Tandis que « le mariage » fait couler la salive et courir les plumes, une des quelques rares et donc précieuses maximes tombées des lèvres paternelles m’est revenue : « le mariage, c’est un garde-fou ». Il l’avait dit non pas à moi, mais à celui qui, plutôt adepte de ladite union libre avec laquelle le lien matrimonial faisait couple en ce temps-là, ne se pressait pas assez, selon son goût, de lui demander la main de sa fille. L’énoncé eut pour effet d’accélérer la demande et bientôt la cérémonie, juste après laquelle fut répandu dans mon oreille bien marrie le sel de cette conversation des deux compères. « On se marie pour dix ans » avait été le corollaire de la maxime, devais-je apprendre trois ans plus tard quand s’imposerait le divorce, prématuré donc, par rapport à un idéal déjà bien tempéré. Restait l’énigme de la portée d’un tel axiome : qui le fou, qui le garde, et à quelle fin cette [bonne ?] garde ? Si le lexique, en cela rigide, distribue le masculin et le féminin et détermine que le fou ne peut être que l’homme, cette évidence lexicale ne m’assurait pas de ce qu’était un homme, ni donc un fou.

Autrement précise, la topologie indiquait qu’il y avait un trou, autour duquel s’enroulait une protection nommée mariage. L’enjamber, c’était être fou. Mais par quel autre tour de folie se marier serait ne l’être pas ?

1964 : sept ans avant cette union éphémère, je découvre, dans la mise en scène de Jorge Lavelli, la pièce de Gombrowicz intitulée Le Mariage au Récamier. Ferraillant avec Lucien Goldman, Gombrowicz écrit : « Ce qui devrait être familier aux spectateurs, c’est la façon même dont se crée, dans Le Mariage, la réalité. Je pense ici à l’action, à son écoulement titubant, somnambulique et fou d’une scène à l’autre. On dirait que la pièce marche, qu’elle avance comme un ivrogne ou un fou. Eh bien, l’Histoire aujourd’hui ne marche plus comme avant ! Aujourd’hui, l’homme s’est senti délivré de tous les principes absolus et libre de se former, de se forger lui-même, à travers les autres hommes ! Ce fait ne devait-il pas se refléter dans l’écriture dramatique ? »

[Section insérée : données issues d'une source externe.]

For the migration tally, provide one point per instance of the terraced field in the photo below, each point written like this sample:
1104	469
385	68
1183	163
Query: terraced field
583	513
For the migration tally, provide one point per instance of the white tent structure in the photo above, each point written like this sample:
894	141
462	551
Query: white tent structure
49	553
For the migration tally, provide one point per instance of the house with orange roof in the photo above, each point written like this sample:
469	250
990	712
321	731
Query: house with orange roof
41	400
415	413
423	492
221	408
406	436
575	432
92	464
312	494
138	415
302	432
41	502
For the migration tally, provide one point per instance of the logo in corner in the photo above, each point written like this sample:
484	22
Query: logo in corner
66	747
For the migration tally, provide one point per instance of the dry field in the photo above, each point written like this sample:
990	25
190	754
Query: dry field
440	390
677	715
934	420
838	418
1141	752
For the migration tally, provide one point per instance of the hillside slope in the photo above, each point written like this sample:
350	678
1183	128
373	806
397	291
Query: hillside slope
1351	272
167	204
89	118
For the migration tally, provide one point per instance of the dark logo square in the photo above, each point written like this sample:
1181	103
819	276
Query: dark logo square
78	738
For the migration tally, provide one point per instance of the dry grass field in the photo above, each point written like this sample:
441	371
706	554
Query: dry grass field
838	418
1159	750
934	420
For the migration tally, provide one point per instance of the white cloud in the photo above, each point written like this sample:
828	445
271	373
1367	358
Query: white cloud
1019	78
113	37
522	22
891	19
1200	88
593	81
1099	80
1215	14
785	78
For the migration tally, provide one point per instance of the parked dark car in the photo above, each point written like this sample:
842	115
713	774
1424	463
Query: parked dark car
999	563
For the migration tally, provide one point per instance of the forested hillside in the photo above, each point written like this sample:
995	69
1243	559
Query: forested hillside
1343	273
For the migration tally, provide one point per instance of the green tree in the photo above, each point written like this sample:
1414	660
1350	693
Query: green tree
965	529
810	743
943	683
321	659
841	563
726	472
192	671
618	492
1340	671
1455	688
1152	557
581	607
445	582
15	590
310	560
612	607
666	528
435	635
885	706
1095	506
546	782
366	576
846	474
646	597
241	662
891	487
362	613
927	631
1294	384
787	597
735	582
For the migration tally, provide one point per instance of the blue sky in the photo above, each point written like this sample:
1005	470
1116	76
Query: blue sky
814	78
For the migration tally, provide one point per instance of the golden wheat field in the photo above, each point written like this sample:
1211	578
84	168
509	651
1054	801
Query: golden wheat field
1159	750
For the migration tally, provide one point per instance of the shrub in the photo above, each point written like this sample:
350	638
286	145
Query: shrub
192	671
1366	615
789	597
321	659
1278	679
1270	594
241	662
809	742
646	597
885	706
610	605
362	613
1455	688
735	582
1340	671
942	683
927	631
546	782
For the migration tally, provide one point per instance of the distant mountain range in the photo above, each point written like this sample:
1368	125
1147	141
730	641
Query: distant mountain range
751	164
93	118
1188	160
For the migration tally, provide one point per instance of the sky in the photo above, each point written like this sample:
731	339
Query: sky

Le mariage concentre donc la folie ? La perspective dans laquelle il apparaît ici débouche sur son défaut de garantie divine. Perdurant, opaque et seul, il dérive jusqu’à percuter un vivant, en faire un héros, lequel, dès lors, ne veut plus que se marier… Mais comment authentifier ses noces, sinon par un sacrifice ? Le dramaturge renonce au sang, et fait tomber le rideau : le mariage n’aura pas lieu. La dramaturgie a-t-elle eu raison du mariage lui-même ?

En effet, tout démontre que ce n’est que si « le mariage » cesse d’être Le mariage que les fous que nous sommes tous peuvent y trouver un abri. Lacan, dans son Séminaire sur l’identification, situant la loi dans sa dimension toute prosaïque, réservait celle du drame aux personnages que les névrosés figurent sur la scène du monde, et qui se distinguent de payer le prix d’un accès au savoir, sur une Autre scène : « Sommes-nous chargés de donner justification à la subsistance pratique du mariage comme institution à travers même nos transformations les plus révolutionnaires ? […] Les nécessités du mariage s’avèrent, pour nous, être un trait proprement social de notre conditionnement : elles laissent complètement ouvert le problème des insatisfactions qui en résultent, à savoir du conflit permanent où se trouve le sujet humain, pour cela seul qu’il est humain, avec les effets, les retentissements de cette loi du mariage. »

Or, si c’est au corps que la morsure du signifiant imprime sa jouissance énigmatique, le lien entre la loi privée qu’est la répétition au-delà du principe de plaisir et la loi au sens du droit reste en question. Entre la norme et la folie aucune cartographie, sinon de prêt-à-porter de mode ou de conformité, n’a lieu. Dans cet écart, reste une chance, alors, de faufiler un savoir cru en son propre, dans une langue, vivante, et susceptible de faire lien social, in ou out marriage, facultatif.